Some of the facts about the water-supply are not easy to deal with in a book for general reading. The difficulties of the 'drawer of water' are great. It was while I and my esteemed collaborator were debating how we could possibly reproduce much that we had seen in connection with this crying evil that a gentleman came along and gave us the chance of at least one sketch 'on the spot.' He made himself busy at the side of a tub—a tub from which his neighbours will fill their drinking and their culinary vessels anon. Do not imagine that he is engaged in his morning ablution. He is washing his potatoes—that is all—and in the evening he will take them out baked, and sell them in the public highway.
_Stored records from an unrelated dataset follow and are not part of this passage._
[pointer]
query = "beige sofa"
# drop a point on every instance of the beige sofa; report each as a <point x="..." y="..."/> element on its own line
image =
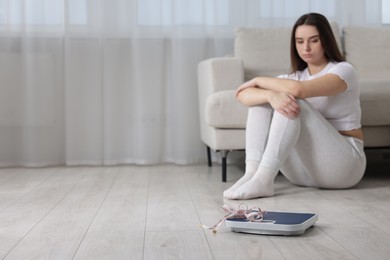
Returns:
<point x="265" y="52"/>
For the sake of the public I am glad they will be baked, but though the water will in some instances be boiled, I don't think that tea is improved by the dirt off potato-skins—at least, I have never heard so.
Perhaps at the house where we saw this tub the inhabitants were not so much injured as they might have been by the deficient water-supply in the yard. If they didn't get water in one way, they generally had it in another. The law of compensation is always at work, and the rapacity of a landlord who left his tenants so badly off in one particular way may have been a godsend in another.
The water in rainy weather simply poured through the roof of this house, saturating the sleepers in their beds and washing their faces in a rough-and-ready manner, but unfortunately it didn't rain towels at the same time, so that the bath had its inconveniences.
The cause of these periodical shower-baths was pointed out to us by a tenant who paid four and sixpence a week for his 'watery nest' in the attic, and who, in language which did not tend to show that his enforced cleanliness had brought godliness in its train, explained that the landlord had taken the lead from the roof and sold it, and replaced it with asphalte, which had cracked, with the result above described.
Unacquainted with the stern necessities of the situation, you will contemplate the picture and say that these people are idiots to pay rent for such accommodation. What are they to do? Move. Whither? They know well how they will have to tramp from slum to slum, losing work, and the difficulties which will beset them on this room-hunt. They are thankful to have a roof, even with cracks in it, and they will go on suffering—not in silence, perhaps, but without taking action, because they know if they go further they may fare worse.
The accommodation which these people will put up with is almost incredible.
Some of the houses are as absolutely dangerous to life and limb as those specially built up on the stage as pitfalls for the unwary feet of the melodramatic heroes and heroines led there by designing villains in order that they may fall through traps into dark rivers, and so be got rid of.
Here is a house which has been slowly decaying for years; the people who live in it must be competent to accept engagements as acrobats, yet from floor to roof every room is densely inhabited.
The stairs are rotten, and here and there show where some foot has trodden too heavily. The landing above is a yawning gulf which you have to leap, and leap lightly, or the rotten boarding would break away beneath you.
Open a door and look into a room. There are two women and three children at work, and the holes in the floor are patched across with bits of old boxes which the tenants have nailed down themselves.